The afternoon ride after lunch was to be the twenty or so miles to Morganton.   This ride turned out to be more rural and peaceful than the morning ride, it weaved through a mix of woods and farmland.
I passed a lot of religious enterprises on this trip.  My theory of American faith holds that one reason Americans are so religious is that religion is so customer friendly; new churches are constantly starting up.  America must be the world center of religious entrepreneurialism.  If you get bored with your church there is always another one around the bend.  Here are two churches I saw on this trip that have been started out of a trailer.
Plus, religion by billboard.
This one takes a scripture quote and uses it to sound really judgemental.
I cruised into downtown Morganton.
I had never been to Morganton before.  The only connection I had to the place was over ten years ago when I had an employee who talked about Morganton a lot.  She was from Raleigh but her boyfriend was from Morganton. She repeatedly badmouthed him as being unintelligent. Like her boyfriend, she was a UNC graduate. She claimed that her boyfriend only got into UNC because he was from Morganton.  (It is common knowledge that students from more rural areas enjoy admissions preferences to places like UNC) I met him once, he was in graduate school at UNC. He seemed not only intelligent but a nice guy.  They broke up eventually; she is now married to someone else.
I found a coffee house and drank a decaf cafe au lait while I considered my lodging options.   Google Maps confirmed that there are no motels or hotels or b&bs anywhere in the actual town of Morganton.  Everything is out by I-40. But Morganton does seem to have a vibrant downtown, with several nice sounding restaurants.   I ended up staying at the closest motel, a Days Inn two miles away down a steep hill next to the Interstate.
I chilled for a while in the motel, reading The New Yorker on my Kindle, glad to have gotten there before the thunderstorms began.  The rain had stopped by the time I was ready to go eat dinner. I am a snob. I admit it. Right two doors down from my motel was a perfectly acceptable Village Inn Pizza Parlor.  But I wanted to go to the tonier places in downtown Morganton.  So I pedaled two miles back up the hill to downtown, passing the state psychiatric hospital.
The Wisteria Southern Gastropub is a really nice place.  I sat at the bar and ate $22.00 fried catfish, preceded by asparagus soup and cornbread ears, followed by strawberry cobbler.  It was all delicious.  The bartender had recently moved to Morganton from Madison, Wisconsin, of all places.  His wife is a psychiatrist who got a job at the state hospital.
I theorize this place changed its bathrooms just recently after HB2 passed
It did feel somehow very elitist, especially after seeing struggling North Carolinians all day who would have been eating at the Village Inn, if they ate out at all.  I passed the Village Inn when I rode the bike back down the hill in the dark.

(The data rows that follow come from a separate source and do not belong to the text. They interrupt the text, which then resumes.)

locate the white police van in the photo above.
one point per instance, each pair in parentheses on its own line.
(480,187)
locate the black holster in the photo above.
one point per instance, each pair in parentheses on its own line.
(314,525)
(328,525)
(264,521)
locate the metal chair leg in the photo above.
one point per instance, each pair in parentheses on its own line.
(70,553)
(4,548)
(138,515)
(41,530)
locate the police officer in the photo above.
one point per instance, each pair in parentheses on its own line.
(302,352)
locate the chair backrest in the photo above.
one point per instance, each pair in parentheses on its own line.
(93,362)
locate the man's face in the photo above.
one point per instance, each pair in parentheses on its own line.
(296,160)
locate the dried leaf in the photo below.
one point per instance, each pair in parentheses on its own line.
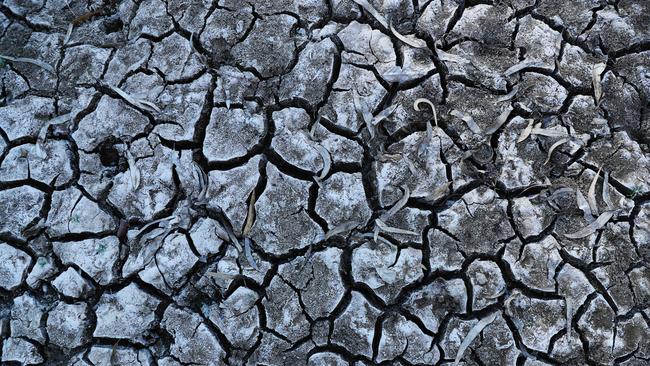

The next morning I rode the eighteen miles of US-70 back to Hildebran.  This is the old road that parallels I-40.  There are a lot of empty buildings.
On the outskirts of Morganton I passed two pieces of empty modernism.
Plus a cool looking bank and drug store in Valdese.
There were gas stations of old.
And a drive-in in Valdese.
All along this highway was evidence that people were trying to sell something, trying to start a business, even if it was just a garage sale, or some kind of second-hand store in an otherwise abandoned looking building.
I got back to the car in Hildebran before lunchtime.